What Brother Hugh…are you suggesting there is something amiss with the logic of “war is peace, ignorance is strength, slavery is freedom?
baseball news does not stretch its fingers this far, so this is all new news to me. sigh; you did a great job of describing, and i can all but picture the player staring at the cameras and vowing he’s clean…
we need clint eastwood to ride into the scene on his horse and clean up the sports community. today’s youth needs more role models, ones with high codes of honor and morals.
z
There are a few out there, but we don’t hear about them: they lack pizzaz!
________________________________
Hugh, I think you hit the nail on the head that lying transcends sports and permeates the lives of others, especially those who are leaders. I wrote a post a few weeks ago about the Cal-Berkeley and U of Toronto study that showed clear evidence that those who are well-off have a higher propensity to lie and cheat to gain favor.

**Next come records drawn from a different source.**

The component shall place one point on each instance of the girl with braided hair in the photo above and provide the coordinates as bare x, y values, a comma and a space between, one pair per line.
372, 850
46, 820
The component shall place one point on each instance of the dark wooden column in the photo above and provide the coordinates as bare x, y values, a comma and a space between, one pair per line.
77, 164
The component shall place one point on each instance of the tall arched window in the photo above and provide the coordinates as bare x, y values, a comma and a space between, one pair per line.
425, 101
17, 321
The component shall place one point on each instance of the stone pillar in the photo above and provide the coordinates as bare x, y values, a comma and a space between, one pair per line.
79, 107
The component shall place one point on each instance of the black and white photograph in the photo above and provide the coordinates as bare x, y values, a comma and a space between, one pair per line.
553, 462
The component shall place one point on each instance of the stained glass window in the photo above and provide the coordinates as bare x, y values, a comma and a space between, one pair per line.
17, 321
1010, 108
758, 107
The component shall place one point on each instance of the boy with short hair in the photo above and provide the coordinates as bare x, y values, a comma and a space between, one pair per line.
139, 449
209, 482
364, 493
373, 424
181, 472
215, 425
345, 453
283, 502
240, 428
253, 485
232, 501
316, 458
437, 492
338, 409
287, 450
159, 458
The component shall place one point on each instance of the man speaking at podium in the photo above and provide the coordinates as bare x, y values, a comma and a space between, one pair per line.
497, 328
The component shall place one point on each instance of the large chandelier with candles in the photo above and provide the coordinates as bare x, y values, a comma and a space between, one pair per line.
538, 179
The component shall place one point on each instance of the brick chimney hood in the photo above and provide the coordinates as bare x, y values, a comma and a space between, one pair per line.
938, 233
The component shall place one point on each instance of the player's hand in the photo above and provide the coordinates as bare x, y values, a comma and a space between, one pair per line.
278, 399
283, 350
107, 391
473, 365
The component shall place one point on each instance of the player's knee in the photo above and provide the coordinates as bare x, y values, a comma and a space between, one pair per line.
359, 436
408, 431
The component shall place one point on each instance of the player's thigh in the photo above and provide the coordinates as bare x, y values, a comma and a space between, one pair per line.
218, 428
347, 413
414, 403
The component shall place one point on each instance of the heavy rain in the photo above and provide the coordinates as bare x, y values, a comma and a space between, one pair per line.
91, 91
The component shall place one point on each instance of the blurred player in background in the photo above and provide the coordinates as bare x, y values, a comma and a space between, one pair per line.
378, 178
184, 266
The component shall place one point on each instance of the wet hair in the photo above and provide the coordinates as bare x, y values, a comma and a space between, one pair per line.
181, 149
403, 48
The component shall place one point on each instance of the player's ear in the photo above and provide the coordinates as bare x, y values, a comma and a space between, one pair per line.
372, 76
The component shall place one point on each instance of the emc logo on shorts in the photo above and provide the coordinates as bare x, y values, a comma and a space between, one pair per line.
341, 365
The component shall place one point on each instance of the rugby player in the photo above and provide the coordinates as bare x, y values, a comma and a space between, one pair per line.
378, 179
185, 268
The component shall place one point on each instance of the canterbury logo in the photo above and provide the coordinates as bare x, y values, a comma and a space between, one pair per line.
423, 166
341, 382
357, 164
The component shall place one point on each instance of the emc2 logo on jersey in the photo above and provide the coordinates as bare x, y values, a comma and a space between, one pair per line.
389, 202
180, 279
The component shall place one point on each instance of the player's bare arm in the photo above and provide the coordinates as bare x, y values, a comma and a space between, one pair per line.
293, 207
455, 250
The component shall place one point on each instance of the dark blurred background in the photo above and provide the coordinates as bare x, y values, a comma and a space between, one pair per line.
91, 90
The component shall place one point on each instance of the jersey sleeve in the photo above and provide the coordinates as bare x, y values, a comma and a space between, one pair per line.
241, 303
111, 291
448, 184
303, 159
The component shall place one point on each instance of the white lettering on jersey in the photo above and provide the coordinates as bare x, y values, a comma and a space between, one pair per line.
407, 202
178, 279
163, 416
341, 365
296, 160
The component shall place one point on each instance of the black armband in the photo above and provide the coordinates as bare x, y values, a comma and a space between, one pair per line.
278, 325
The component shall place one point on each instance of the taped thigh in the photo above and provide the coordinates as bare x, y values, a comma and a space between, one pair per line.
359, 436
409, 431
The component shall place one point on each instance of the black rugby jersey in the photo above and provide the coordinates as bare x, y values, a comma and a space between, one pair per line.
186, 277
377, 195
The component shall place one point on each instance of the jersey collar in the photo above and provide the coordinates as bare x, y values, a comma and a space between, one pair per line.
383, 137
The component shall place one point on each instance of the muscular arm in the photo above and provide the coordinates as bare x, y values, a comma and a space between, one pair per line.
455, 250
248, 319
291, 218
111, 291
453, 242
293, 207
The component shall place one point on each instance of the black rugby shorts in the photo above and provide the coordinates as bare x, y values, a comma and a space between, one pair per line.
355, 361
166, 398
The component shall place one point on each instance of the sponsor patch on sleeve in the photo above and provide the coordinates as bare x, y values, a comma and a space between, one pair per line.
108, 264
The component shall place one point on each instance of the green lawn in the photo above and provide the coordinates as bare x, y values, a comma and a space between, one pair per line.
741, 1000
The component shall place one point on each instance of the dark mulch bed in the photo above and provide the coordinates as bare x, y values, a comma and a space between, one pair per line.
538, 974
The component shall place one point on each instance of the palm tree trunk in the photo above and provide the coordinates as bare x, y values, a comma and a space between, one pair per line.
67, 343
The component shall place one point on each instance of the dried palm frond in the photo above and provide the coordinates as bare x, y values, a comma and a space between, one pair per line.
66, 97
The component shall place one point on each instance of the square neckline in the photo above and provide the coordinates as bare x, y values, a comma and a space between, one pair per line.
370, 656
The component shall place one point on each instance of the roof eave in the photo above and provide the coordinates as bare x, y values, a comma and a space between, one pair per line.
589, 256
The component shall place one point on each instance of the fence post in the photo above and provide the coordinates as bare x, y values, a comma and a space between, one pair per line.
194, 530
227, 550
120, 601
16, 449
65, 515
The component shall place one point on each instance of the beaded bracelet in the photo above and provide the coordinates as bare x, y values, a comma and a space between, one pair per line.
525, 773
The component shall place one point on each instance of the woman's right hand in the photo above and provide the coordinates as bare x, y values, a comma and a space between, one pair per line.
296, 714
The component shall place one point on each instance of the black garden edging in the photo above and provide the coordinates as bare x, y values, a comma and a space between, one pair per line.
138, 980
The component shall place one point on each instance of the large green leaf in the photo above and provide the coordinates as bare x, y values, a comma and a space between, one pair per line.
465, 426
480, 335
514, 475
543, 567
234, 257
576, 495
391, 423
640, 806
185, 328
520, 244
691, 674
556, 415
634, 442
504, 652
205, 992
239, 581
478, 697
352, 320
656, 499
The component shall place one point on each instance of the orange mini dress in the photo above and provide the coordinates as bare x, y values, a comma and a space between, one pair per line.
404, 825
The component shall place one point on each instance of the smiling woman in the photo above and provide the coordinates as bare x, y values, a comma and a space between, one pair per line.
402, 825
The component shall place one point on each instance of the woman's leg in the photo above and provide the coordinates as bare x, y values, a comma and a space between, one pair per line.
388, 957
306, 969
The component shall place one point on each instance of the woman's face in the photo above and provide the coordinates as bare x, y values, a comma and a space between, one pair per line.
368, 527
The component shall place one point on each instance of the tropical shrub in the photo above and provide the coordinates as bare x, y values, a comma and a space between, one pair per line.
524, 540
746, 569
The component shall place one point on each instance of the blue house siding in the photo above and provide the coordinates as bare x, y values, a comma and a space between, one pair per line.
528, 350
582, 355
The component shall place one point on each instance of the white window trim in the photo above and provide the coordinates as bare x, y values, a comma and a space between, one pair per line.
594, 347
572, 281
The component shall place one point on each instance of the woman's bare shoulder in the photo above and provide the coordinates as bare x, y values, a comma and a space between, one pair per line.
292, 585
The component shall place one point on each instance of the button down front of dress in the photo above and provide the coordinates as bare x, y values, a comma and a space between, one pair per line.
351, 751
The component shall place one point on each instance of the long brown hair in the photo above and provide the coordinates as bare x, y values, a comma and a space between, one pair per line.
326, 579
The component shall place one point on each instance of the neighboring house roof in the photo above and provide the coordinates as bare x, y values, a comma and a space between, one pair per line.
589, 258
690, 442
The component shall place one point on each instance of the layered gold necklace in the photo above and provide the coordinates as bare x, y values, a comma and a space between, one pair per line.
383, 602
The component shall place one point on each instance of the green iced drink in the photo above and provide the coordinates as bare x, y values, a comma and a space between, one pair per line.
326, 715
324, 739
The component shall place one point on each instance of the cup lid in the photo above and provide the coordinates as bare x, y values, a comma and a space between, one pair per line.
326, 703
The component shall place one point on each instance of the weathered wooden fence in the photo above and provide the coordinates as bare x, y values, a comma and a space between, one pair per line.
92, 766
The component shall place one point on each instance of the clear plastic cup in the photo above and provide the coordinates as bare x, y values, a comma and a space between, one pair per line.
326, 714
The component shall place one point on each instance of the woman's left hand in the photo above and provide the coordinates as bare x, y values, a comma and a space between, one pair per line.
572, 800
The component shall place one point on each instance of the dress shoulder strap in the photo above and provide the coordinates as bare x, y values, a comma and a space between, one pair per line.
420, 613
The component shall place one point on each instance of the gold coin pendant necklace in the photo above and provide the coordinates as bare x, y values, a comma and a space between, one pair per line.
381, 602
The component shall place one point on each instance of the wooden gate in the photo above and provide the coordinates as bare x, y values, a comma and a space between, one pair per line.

The laws apply less to them in their mind and are for others. Just a few highlights from this study, which surprised its authors – people in the nicest cars were between 2X and 4X more likely to not correctly yield the right of way at a four way stop, cheat on a dice game, not speak up when given incorrect change, not report an undeserving grade, take cookies left in a waiting room for a future meeting with kids, etc. So, a sports figure believes it is OK to cut corners and rationalizes the merits of doing so. Great post, BTG
I should have noted, the nicer car comment applied to the right of way test. The other tests were based on actual wealth levels. BTG
I have long thought that the wealthy are convinced that the laws apply to everyone but themselves! Thanks for the information.
________________________________
Hugh, you hit the nail on the head. I’ve totally given up any interest in professional, even college level sports. They’re all crooked to one extent or another, and all willing to lie through their teeth trying to defend their actions.
In the professional arena, I also hold the top offices responsible for allowing these illegal actions to go on, and then turn a blind eye towards it. A 5 or 6 digit fine to a pro athlete making multi-millions isn’t even a slap on the wrist. How about a one year suspension for the first offense, a life-time suspension for the 2nd?
Football, baseball, and hockey come immediately to mind, but why not the PGA? I’m hard pressed to believe that the bulked up arms and neck of Tiger Woods is merely the result of his exercise regimen.
Thanks, Barney. I love the athleticism of the professional sports, but I hate the corruption.